August 15 at 10:01 am  | Mobile Reader | Pring this storyPrint 

We’ve been trying to end the dead zones in the Gulf of Mexico off the Louisiana coast for some 30 years now and we haven’t gotten very far. Nancy Rabalais, executive director of Louisiana Universities Marine Consortium of Cocodrie, and her crew of scientists recently returned from their annual tour of the Gulf to determine the current counts.

The results were disappointing.

This year, the size of the dead zone off Louisiana is about the size of the entire state of Connecticut - 5,052 square miles. That is much more than the national goal of reducing it to a 1,930-square-mile annual average by the year 2015. In other words, the goal will not be close to being met under that time frame.

The major problem lies with farmers in the mid-western part of the country who oversaturate their farms with fertilizer along the Mississippi River and its tributaries and allow it to flow to the river through Louisiana and into the Gulf of Mexico. When there, it settles to the bottom where it spurs growth of algae, which kills the fisheries when it decomposes.
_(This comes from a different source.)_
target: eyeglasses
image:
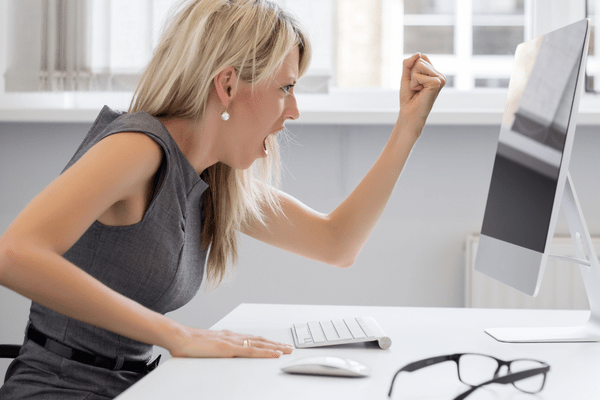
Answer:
[388,353,550,400]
Without storms to mix the upper oxygen filled waters with the oxygen depleted lower waters, the lower waters cannot support marine life. It is a tragedy for an area of marine life that can be so lively under natural conditions.
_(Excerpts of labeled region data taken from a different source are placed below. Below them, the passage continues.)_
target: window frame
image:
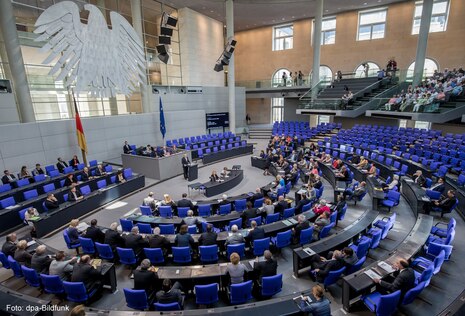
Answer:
[272,23,294,52]
[356,7,388,41]
[411,0,450,35]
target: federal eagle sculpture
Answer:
[34,1,146,97]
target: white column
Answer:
[226,0,236,133]
[412,0,433,87]
[131,0,152,113]
[0,0,36,123]
[312,0,323,98]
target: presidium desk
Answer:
[121,150,192,180]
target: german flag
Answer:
[73,94,87,153]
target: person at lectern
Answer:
[181,154,191,180]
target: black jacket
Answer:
[104,229,125,250]
[84,226,105,243]
[199,232,218,246]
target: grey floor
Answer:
[0,140,465,315]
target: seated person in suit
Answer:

The Midwest farmers are mainly to blame for the killing of fisheries along the Gulf Coast. Originally they had obligations to release only the amount of fertilizer on their farms that would not flow into the Mississippi River and attack the Gulf Coast. But they have been very lax in their enforcement of such rules.

It seems the government should take action and require the farmers to allow the Gulf Coast to have the waters it needs for the habitation of fish. Enforcement of laws in place to provide a healthier environment is required of other industries also.
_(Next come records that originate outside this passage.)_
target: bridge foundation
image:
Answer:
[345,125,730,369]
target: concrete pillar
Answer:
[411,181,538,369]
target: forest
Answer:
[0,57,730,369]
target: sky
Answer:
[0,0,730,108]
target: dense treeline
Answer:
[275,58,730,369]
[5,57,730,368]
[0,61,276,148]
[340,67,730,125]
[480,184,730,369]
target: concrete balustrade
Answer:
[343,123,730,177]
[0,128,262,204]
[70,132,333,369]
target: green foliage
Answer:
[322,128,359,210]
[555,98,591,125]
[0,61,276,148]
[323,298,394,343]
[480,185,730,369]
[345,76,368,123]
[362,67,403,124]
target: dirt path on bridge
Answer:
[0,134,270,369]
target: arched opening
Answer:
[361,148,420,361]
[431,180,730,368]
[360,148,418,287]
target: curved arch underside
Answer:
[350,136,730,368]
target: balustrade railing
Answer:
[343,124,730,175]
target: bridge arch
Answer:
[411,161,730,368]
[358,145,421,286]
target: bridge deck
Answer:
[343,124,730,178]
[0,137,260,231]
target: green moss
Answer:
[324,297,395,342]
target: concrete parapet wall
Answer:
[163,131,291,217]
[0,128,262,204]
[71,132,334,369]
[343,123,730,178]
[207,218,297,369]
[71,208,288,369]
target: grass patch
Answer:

Though the dead zone this year was slightly smaller than the 5,840 square miles it was last year, it is still a major detriment to our fisheries off the Louisiana coast. At the present rate, it will continue to be a detriment for many more years. Unless we can get it down to the desired 1,930 square miles needed for a healthy Gulf Coast estuary, Louisiana and our entire fishing industry will suffer.